The former chief financial officer of American Realty Capital Partners Inc. was convicted of misleading investors by falsely inflating a key financial metric used to evaluate the performance of the real estate investment trust.

Brian Block, of Hatfield, Pennsylvania, was found guilty Friday by a federal jury in Manhattan following a trial that began June 12. He faces years in prison when he’s sentenced on Oct. 26.

Block, 44, was convicted of helping orchestrate a fraud with the company’s chief accounting officer, Lisa McAlister, who pleaded guilty in June 2016 and is cooperating with the government. McAlister testified for the prosecution during the trial, describing a pressure-packed environment where meeting forecasts of financial results was paramount, especially the metric Block was accused of manipulating -- adjusted funds from operations, which was so important employees were reminded of its target on computer mouse pads.

“Block made up numbers and fudged the books,” Acting Manhattan U.S. Attorney Joon H. Kim said in a statement. “The integrity of our markets rests on the truth of the financial information provided to investors. ”

"We were hoping for a different outcome," Michael C. Miller, a lawyer for Block, said after the verdict. "We still believe Brian Block is innocent. We will appeal."

Block was convicted of six counts, including conspiracy and securities fraud.

Thousands of Properties

Phoenix-based American Realty, now known as Vereit Inc., started in December 2010 and expanded through a flurry of real estate purchases that made it one of the largest U.S. owners of single-tenant buildings such as drugstores, banks and restaurants. It owns more than 4,100 properties in the U.S., Puerto Rico and Canada.

Disclosure of the accounting errors in 2014 triggered a sharp dive in the stock’s price that wiped out $4 billion in market value and led to the departures of executives including Chairman Nicholas Schorsch and Chief Executive Officer David Kay. It also sparked an FBI investigation and led some brokers to temporarily halt sales tied to Schorsch’s AR Capital LLC, the biggest sponsor at the time of non-traded REITs.

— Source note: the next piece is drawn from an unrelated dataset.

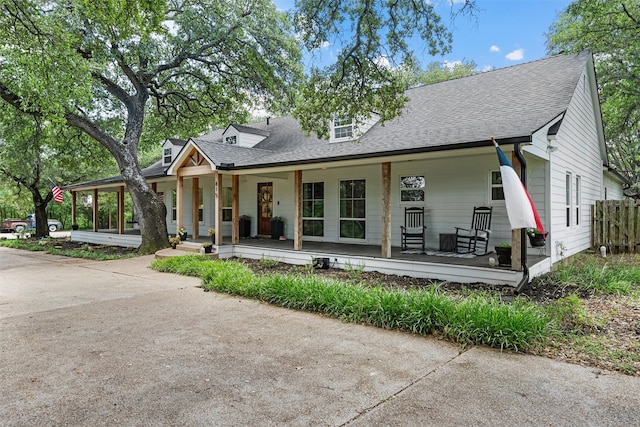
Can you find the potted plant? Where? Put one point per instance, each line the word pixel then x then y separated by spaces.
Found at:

Schorsch resigned from the company’s board and those of more than a dozen American Realty Capital affiliates following the disclosure of the accounting irregularities. While he hasn’t been charged, he faces numerous lawsuits over the scandal. McAlister testified that Schorsch participated in a telephone conversation with Block the night before the company’s second-quarter earnings were released -- the same time that prosecutors allege she and Block falsified the measure.